How quickly the unthinkable becomes normal. The people of this city have been so hungry they once did something so egregious, now commonplace—they ate their own horses. Something they keep up, even when the plenty comes back. They then dined on zoo animals, including a beloved pair of elephants. Though the line was drawn at monkeys. No matter the level of desperation, this makes even the creationists uneasy.
I have a moment of calm. Like a cool wind, it blows through me. Lev saying when he was born his father caught him in his own hands in the middle of the night. His mother had to wait until his father had delivered the horse and two cows first. He had to use an axe on the iced-over door to empty the contents of the enamel bowl into the splintering cold. The only time his mother was truly warm in that high house full of cracks was when she was giving birth.
There are uniformed men who surface here and there, like extras in a play. They drink coffee, watch ballets, wind their watches. Paris looks much the same despite the darkness rippling underneath. I see them posing in front of the Tour Eiffel. Perhaps they occupy it in this manner because, like everybody else, they just want to enjoy Paris.

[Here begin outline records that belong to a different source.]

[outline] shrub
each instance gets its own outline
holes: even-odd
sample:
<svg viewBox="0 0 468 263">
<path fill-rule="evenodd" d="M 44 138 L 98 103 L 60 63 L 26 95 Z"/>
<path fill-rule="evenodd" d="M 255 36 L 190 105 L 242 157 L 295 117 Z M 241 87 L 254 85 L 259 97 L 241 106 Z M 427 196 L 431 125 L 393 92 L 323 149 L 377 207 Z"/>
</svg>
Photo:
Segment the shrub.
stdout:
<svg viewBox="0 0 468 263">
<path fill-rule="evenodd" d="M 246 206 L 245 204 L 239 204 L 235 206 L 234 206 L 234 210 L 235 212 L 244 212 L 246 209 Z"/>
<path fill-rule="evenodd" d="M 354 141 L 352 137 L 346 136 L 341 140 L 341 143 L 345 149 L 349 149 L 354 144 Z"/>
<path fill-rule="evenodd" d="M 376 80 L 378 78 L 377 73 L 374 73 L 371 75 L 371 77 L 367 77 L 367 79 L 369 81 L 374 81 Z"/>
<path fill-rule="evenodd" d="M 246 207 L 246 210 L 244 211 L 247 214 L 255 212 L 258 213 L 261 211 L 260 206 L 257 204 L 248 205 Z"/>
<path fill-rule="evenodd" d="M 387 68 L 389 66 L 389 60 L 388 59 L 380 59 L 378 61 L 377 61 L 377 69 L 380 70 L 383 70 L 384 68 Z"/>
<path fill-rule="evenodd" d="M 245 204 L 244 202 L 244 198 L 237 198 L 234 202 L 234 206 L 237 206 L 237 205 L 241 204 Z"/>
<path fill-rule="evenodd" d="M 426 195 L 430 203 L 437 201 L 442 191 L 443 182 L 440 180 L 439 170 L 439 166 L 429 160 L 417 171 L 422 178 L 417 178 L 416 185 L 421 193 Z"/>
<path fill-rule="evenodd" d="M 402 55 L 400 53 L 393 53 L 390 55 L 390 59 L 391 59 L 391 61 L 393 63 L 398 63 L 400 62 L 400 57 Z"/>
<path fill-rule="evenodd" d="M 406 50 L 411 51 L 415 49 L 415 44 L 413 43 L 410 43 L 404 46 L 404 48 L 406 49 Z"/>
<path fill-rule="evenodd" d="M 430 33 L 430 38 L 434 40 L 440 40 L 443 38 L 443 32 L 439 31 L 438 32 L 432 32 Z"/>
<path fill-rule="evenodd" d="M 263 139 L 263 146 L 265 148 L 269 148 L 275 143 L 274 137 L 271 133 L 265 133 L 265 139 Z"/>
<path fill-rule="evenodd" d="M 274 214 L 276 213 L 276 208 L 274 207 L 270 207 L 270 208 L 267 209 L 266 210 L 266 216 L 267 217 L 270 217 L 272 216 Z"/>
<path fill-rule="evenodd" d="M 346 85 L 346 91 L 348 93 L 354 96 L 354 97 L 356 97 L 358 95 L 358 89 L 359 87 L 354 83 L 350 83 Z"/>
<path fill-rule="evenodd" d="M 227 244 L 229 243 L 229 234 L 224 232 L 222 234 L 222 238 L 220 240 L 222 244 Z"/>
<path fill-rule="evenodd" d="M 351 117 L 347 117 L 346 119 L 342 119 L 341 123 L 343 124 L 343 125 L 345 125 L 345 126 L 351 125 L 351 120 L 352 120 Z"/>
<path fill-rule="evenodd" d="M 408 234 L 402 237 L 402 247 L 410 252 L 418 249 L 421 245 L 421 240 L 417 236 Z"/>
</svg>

I wear my hair the same way, plaited, though messily. I consider where to walk. Playing this role, the one where is everything is fine.
Tacita says, Be careful. If you practise hard enough, you can forget who you are.
Before I know what I’m doing I’ve thrown a rock through the window of the woman’s apartment with the laundry. The one who pretends to be Polish. I need to hear something break. A delicate web in the glass. There is shouting. I must get out of here. For a moment I’ve lost my French. This pain is stunningly clear. Like the cold that only people from the north know. It isn’t about being numb, it is about being knocked awake. Stinging skin, a trickle from the skull, down the spine. The kind of cold that means you have to keep moving or you die.